May 29th, 2020


Redemption, Tiger Woods and the shot he didn't take

 David Von Drehle

By David Von Drehle The Washington Post

Published April 17, 2019

Redemption, Tiger Woods and the shot he didn't take
"In youth we have warm hopes, which are soon blasted by rashness and negligence," wrote the great sage Samuel Johnson. "In age, we have knowledge and prudence without spirit to exert, or motives to prompt them."

Yet there are rare youths whose talent and intensity fan warm hopes into brilliant blazes. Rarer still, a few gifted spirits defy age to make dazzling use of their hard-won knowledge. Most rare of all is the human being who is both brilliant in youth and dazzling in age, having come through the blast of negligence and hubris with something tempered inside.

The Tiger who changes his stripes.

Few youths have burned brighter than Tiger Woods, nor suffered such blasts of his own rashness. When the most brilliant dozen years in the history of his sport came to a crashing end, he had only himself to blame. That was 2008. Knowledge and prudence were hard-won in the intervening years, while the world began to wonder whether the spirit survived to exert them. Now we know.

A ripened, deeper man wore the trademark red and black for the final round of the Masters golf tournament this year. What Woods accomplished belongs to a realm of talent barred to most of us. But the wisdom that made it possible is available to us all.

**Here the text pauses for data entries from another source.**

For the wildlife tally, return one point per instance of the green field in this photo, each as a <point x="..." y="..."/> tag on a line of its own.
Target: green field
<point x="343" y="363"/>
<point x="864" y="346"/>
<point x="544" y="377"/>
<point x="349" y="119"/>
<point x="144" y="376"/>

It showed itself on the 12th hole, the most famous test on the most famous course in the United States. Its manicured beauty frames a severe test of skill; less obvious is the test of character it applies.

The landscape, set off against dark foliage and pastel blossoms, seduces and gulls even the most experienced eye. A creek runs like a dark mirror between the golfer and the hole. Behind the creek, a low but steep slope leads to the putting green, which is wide but not deep. Much of it is almost invisible, enfolded among bright white sand traps. But there is a lovely patch of perfect green to the right of the sand as the golfer faces the hole, and that's where the cup is sunk for the final round each year.

For professionals accustomed to smashing golf balls almost beyond the range of sight, the little shot to that perfect green patch tantalizes, almost as if a big fellow could reach out and simply drop the ball beside the hole. The green oasis beside those gardens of sand beckons like a picnic blanket spread out on the beach.

At 43, Woods is old in golf years. The rash power of his youthful swing has taken its toll through four back surgeries. So when he stepped into the tableau of the 12th hole on Sunday, his dream of winning another major title seemed just beyond his grasp. Having started the day two shots behind the leader, he was still two shots back with 11 holes finished. Only seven more to go.

If ever a moment cried out for heroics, surely this was it. Take aim at that seductive patch of grass. Give one whoosh of the club. Gamble on the sequence of motions habituated by a lifetime of practice. Throw caution to the lightly swirling winds above the Georgia pines. Stick the ball so close to the hole that the soft thud of impact shakes up the entire contest. Such feats of the young Tiger fill a dozen highlight reels.

But that's not what he did.

Half the men in the hunt for the title tried it. Francesco Molinari, Tony Finau, Brooks Koepka and Ian Poulter each drew a daring bead on that little patch of grass, and each fell short, ending up in the water. Woods played conservatively, knowledgeably, prudently, taking aim at the big white beach and landing his ball safely on the green between the traps. Two putts later, he walked away with a share of the lead and a clear path of victory - his 15th in a major championship, his first as a man in full.

"I was just trying to plod my way around the golf course," Woods said, employing a verb both perfect and surprising. As a young man, he was anything but plodding. He slashed, he whipped, he crushed, he conquered. Now he was content to be "as patient as I've been in a number of years." He worked on "control of my emotions."

These are the gifts of age. In youth, Tiger thrilled the world by blowing through barriers and landing impossible shots. He soared as if freed from gravity. He defied all limits, in sport and in life, right up to the point that the limits took hold. They always do.

The defining shot of his life was the shot he didn't attempt, the risk he was too prudent to take. Not all greatness is reckless or heedless. Tiger is back, yes, but now he's grown up.